Esse é o caso de João Almeida. O estudante do ensino superior toca trompa na Orquestra Geração, mesmo depois de completar o curso profissional de música até ao 12º. Ano e resolver seguir um sonho na área, influenciado por este projeto. Hoje, concilia os ensaios e os concertos com o curso superior de música e com a participação na banda do Exército. “Se não fosse a orquestra geração eu não sabia o que ia fazer da vida”, salienta o estudante, que acrescenta: “Tenho aprendido muito”
Como João, existem outros exemplos de alunos que, quer tenham seguido a vertente musical ou não, levam sempre consigo ensinamentos da Orquestra Geração. Segundo a professora Margarida Ferreira, “há muitos casos de sucesso em que eles [alunos] no início são um ‘terror’”, conta, entre risos: “Depois, crescem sempre connosco e viram adultos com muitos valores”.
Quanto aos dias de ensaios, são sempre bastante preenchidos, onde além das aprendizagens, se vive um ambiente de convivência e amizade entre os participantes. Sobre aquilo que mais destaca nestes dias, Laura Nair não hesita na resposta: “O tempo de convívio que passamos uns com os outros”. Já para João Almeida, “os dias de concertos são os melhores”.
Fátima Duarte é funcionária na Orquestra Geração e uma das pessoas que mais tempo passa com estes estudantes. Segundo a própria, este projeto “é como se fosse uma família para os alunos”.
Ao longo dos dias, enquanto acompanha estes alunos, desde as salas de aula às salas de ensaio ou até deixá-los com os pais, a encarregada conta que “há miúdos que até são muito introvertidos, mas depois chegam aqui e ficam muito enturmados e com muita garra, muita vontade”, destaca Fátima Duarte.
O impacto da Orquestra Geração é destacado por todos os estudantes que aqui passam, desde os mais novos aos mais velhos. Através deste projeto orquestral, estes alunos podem ter as mesmas oportunidades e, juntos, fazer música. Francisco Salgado é outro destes exemplos – está na Orquestra Geração desde os seus 5 anos.

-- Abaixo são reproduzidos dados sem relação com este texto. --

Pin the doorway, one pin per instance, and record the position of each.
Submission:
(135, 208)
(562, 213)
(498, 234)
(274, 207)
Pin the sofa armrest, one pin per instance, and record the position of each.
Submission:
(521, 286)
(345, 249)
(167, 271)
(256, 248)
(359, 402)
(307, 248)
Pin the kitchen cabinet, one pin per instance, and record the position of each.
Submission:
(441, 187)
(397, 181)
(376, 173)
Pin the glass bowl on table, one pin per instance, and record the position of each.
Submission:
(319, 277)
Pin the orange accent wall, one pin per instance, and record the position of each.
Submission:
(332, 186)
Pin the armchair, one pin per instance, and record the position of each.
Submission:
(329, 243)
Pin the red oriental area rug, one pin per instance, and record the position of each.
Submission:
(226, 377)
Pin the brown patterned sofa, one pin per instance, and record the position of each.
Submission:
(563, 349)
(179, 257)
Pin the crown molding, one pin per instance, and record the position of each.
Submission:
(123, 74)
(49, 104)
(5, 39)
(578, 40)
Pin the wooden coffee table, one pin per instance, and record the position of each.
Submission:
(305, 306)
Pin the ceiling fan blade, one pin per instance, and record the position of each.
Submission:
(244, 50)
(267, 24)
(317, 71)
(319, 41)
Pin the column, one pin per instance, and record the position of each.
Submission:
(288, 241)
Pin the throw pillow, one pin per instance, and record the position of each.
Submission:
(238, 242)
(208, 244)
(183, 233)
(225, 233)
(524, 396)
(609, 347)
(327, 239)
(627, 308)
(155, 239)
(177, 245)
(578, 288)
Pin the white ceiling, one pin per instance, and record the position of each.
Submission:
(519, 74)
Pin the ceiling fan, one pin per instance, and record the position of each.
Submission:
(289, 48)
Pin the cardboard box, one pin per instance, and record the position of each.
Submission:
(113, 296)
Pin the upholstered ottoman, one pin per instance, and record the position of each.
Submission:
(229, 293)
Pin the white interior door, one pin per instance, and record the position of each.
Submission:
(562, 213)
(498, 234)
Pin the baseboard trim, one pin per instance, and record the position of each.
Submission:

Em conversa com a FORUM, o aluno resume numa frase a influência deste projeto na sua vida: “Aqui posso ter um futuro”.
O “sistema” venezuelano
A metodologia “El Sistema” foi fundada em 1973 pelo prémio vencedor do Prémio Erasmus, José António Abreu, enquanto projeto musical e Social. O objetivo original passava por, através da música – especificamente, tocando numa orquestra –, crianças de toda a Venezuela pudessem aprender “como viver em conjunto, desenvolvendo as suas competências e mantendo-se distantes de realidades como o crime e as drogas”, explica a Orquestra Geração, no seu site. De acordo com a mesma fonte, um total de 500 mil crianças e jovens venezuelanos já participaram no projeto. O maestro e violinista venezuelano Gustavo Dudamel é a principal “estrela” nascida no “El Sistema”, tendo chegado a maestro titular de uma das maiores orquestras do mundo, a Filarmónica de Los Angeles, com apenas 28 anos. Depois de 42 anos, o projeto é agora representado pela Fundação Musical Simon Bolivar, que dinamiza três orquestras diferentes. O projeto El Sistema marca hoje presença em todo o mundo, nomeadamente na América Latina, nos Estados Unidos da América, no Canadá e um pouco por toda a a Europa. Em estreita relação com os Objetivos de Desenvolvimento Sustentável da ONU, a Orquestra Geração procura atuar ao nível do acesso igualitário à cultura e ao ensino da música. Razão pela qual, tem merecido o reconhecimento de várias entidades, nomeadamente da Assembleia da República, através da atribuição da Medalha de Ouro do 50º aniversário da Declaração dos Direitos da Humanidade, em 2018.